Take my hand, take a breath
Pull me close and take one step
Keep your eyes locked on mine,
And let the music be your guide.
Won’t you promise me (now won’t you promise me, that you’ll never forget)
We’ll keep dancing (to keep dancing) wherever we go next
It’s like catching lightning the chances of finding someone like you
It’s one in a million, the chances of feeling the way we do
And with every step together, we just keep on getting better
So can I have this dance (can I have this dance)
Can I have this dance
Take my hand, I’ll take the lead
And every turn will be safe with me
Don’t be afraid, afraid to fall
You know I’ll catch you threw it all
And you can’t keep us apart (even a thousand miles, can’t keep us apart)
‘Cause my heart is (cause my heart is) wherever you are
It’s like catching lightning the chances of finding someone like you
It’s one in a million, the chances of feeling the way we do
And with every step together, we just keep on getting better
So can I have this dance (can I have this dance)
Can I have this dance
Oh no mountains too high enough, oceans too wide
‘Cause together or not, our dance won’t stop
Let it rain, let it pour
What we have is worth fighting for
You know I believe, that we were meant to be
It’s like catching lightning the chances of finding someone like you (like you)

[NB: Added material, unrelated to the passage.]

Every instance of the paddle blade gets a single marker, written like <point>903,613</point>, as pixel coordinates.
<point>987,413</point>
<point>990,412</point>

It’s one in a million, the chances of feeling the way we do (way we do)
And with every step together, we just keep on getting better
So can I have this dance (can I have this dance)
Can I have this dance
On another note: Tech BEAT Texas.
It was the best minute and twenty-nine seconds I’ve ever watched. I left the OU game early so I could make it to my friend’s frat house to see the end. We made it there just before Texas scored, upon which I fell on the floor in disbelief. I thought it was over. I know a minute twenty-nine is plenty of time to score, but I also knew Tech was going to have to fight. Boom, Boom, Boom. They got one first down after another and with eight seconds left made a twenty hard pass to Crabtree. He was inches from the sidelines, and I assume the Texas thought he was already out of bounds because Crabtree just spun around him and stepped the last couple of yards into the endzone for the game-winning touchdown. The frat house errupted into cheers; the fans rushed the field. It was beautiful. And for all the complaining Texas did to get their ONE SECOND, it was wonderful to see put them in their place one last time.
Now, I considered myself a Tech fan yesterday, and I appreciate their accomplishment. However, from this point forward they’re my enemy. They’re one of two teams standing in the Sooners way to the Big 12 Championship . . . and we play them at home. Get Ready Redraiders. You’ll only be on top until the 22nd.